2006-10-07

chigh cholidays

we had a good time on rosh hashanah - i was at limor's grandparents' apartment, and it was hilarious. i had no idea what was going on. limor has a close extended family (yeah that sounds like a contradiction, right) so there was about twenty people crammed around a long table, reminiscent of another holiday, which is probably why everyone kept breaking out in passover songs. they were having a lot of fun "accidentally" mixing up their songs. it was a big mess, because it seemed like it was "pick your own psalm" night or something, so everybody was singing something different in a different tune or whatever.

yom kippur was very, very different. i will say first, so you can get your "boo-urns" out of the way, that limor and i did not fast. it's too difficult for us, we both feel sick if we do, so we didn't. but at least we didn't go to the kinneret and have a barbeque, like many israelis do.

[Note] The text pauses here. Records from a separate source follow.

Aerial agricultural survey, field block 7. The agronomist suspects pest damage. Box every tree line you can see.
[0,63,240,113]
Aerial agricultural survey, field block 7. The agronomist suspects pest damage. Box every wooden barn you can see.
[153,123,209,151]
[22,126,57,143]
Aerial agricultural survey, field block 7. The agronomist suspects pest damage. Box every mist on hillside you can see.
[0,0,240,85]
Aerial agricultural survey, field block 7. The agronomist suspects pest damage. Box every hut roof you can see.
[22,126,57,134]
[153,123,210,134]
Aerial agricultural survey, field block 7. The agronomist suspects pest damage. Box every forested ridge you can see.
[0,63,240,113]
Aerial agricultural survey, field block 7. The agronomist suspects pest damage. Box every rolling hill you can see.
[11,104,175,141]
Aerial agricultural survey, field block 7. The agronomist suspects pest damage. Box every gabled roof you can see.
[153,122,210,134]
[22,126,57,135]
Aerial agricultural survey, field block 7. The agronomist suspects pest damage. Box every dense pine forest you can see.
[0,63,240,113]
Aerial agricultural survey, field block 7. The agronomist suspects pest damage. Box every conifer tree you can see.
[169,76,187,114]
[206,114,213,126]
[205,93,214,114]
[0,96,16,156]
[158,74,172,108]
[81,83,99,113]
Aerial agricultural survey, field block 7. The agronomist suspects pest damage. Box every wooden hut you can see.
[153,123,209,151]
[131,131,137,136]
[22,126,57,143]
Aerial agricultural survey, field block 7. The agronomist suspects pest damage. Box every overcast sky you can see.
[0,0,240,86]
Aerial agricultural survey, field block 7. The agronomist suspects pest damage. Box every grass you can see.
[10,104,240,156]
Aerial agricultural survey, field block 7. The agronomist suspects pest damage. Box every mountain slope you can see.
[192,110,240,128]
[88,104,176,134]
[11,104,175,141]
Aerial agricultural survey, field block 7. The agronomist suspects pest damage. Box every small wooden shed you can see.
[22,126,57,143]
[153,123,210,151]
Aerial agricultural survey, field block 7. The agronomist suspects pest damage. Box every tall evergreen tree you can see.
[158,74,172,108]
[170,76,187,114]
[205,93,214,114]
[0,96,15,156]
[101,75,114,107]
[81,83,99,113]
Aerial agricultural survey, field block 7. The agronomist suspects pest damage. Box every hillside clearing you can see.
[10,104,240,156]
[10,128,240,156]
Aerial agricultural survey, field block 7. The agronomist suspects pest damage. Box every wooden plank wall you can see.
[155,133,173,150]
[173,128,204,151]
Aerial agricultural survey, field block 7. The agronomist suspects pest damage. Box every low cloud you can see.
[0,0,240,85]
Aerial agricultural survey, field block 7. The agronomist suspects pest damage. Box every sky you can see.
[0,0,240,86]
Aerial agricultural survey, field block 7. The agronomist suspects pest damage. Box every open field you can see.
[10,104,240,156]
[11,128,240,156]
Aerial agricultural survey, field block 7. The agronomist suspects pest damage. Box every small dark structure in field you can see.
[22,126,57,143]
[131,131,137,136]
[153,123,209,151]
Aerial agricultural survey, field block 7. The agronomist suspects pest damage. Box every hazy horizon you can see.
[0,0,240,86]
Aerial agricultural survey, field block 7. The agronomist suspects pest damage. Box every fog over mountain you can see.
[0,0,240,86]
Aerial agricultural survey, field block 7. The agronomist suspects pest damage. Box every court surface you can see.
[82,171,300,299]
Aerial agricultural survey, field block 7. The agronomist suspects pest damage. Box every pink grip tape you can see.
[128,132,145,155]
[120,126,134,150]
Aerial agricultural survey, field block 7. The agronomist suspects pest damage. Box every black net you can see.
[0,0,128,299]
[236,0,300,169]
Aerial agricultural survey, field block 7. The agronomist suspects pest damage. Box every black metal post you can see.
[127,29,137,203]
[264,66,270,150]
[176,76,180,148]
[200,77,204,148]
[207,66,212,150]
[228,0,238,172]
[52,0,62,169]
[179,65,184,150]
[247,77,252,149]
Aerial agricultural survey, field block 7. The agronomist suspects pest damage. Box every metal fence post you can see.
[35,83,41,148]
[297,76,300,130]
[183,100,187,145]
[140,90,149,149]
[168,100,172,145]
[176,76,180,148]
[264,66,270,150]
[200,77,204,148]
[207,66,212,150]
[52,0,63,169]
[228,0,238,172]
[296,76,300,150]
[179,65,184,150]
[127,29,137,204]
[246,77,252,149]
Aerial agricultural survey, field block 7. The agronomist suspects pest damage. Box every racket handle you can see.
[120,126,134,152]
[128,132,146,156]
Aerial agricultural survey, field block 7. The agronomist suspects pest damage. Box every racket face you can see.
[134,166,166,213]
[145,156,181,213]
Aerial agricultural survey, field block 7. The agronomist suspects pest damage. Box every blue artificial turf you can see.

but yom kippur...wow. it was awesome, because everything stops. literally. it's so quiet once it begins that you can immediately tell the difference. all that background noise that you don't really ever pay attention - random humming as cars go by, the low buzz from appliances, faint strains of television speech - is absent, and noticeably so. for almost half an hour i had to speak in a whisper, because to do otherwise felt like shouting. i was afraid i would disturb the neighbors - the ones across the street.

so there's practically no cars on the streets for 24 hours. it begins a little before sundown, and israelis have this tradition that you MUST walk the streets. generally it's just the first night, as the next day is too hot to walk about. limor tells me that it's so ingrained that parents will buy their children bikes the week before expressly for the purpose of riding it on yom kippur. and in places like tel aviv, people take their bikes out on the highway. strange but true.

when we went out for what was supposed to be a short walk, the streets were pretty much empty of people. at first i attributed it to the fact that we were in a predominantly-student neighborhood, with most of the families (with kids) living elsewhere in the city. but, after about an hour of walking around the roads really started to fill up. limor and i ended up walking for quite a while - it was just so cool to circumnavigate the city just like a car. i even made limor stop at the stoplights and wait for the green signal (which she wasn't too pleased about).

the next day it was so quiet. i cannot stress how quiet it was. it was so quiet it was beautiful. everything was so peaceful, no honking, no speeding vehicles, no old men hollering "used junk here! sell your used junk!" twice a day. it made it very sad when the day ended with the tortured squeal of tires running the red light next to our apartment.

this year we stayed in be'er sheva, but next year i'm making it a point to go to tel aviv and walking from one exit on the ayalon freeway to another. i guess the saying now goes "l'shana haba'ah b'ayalon freeway", right?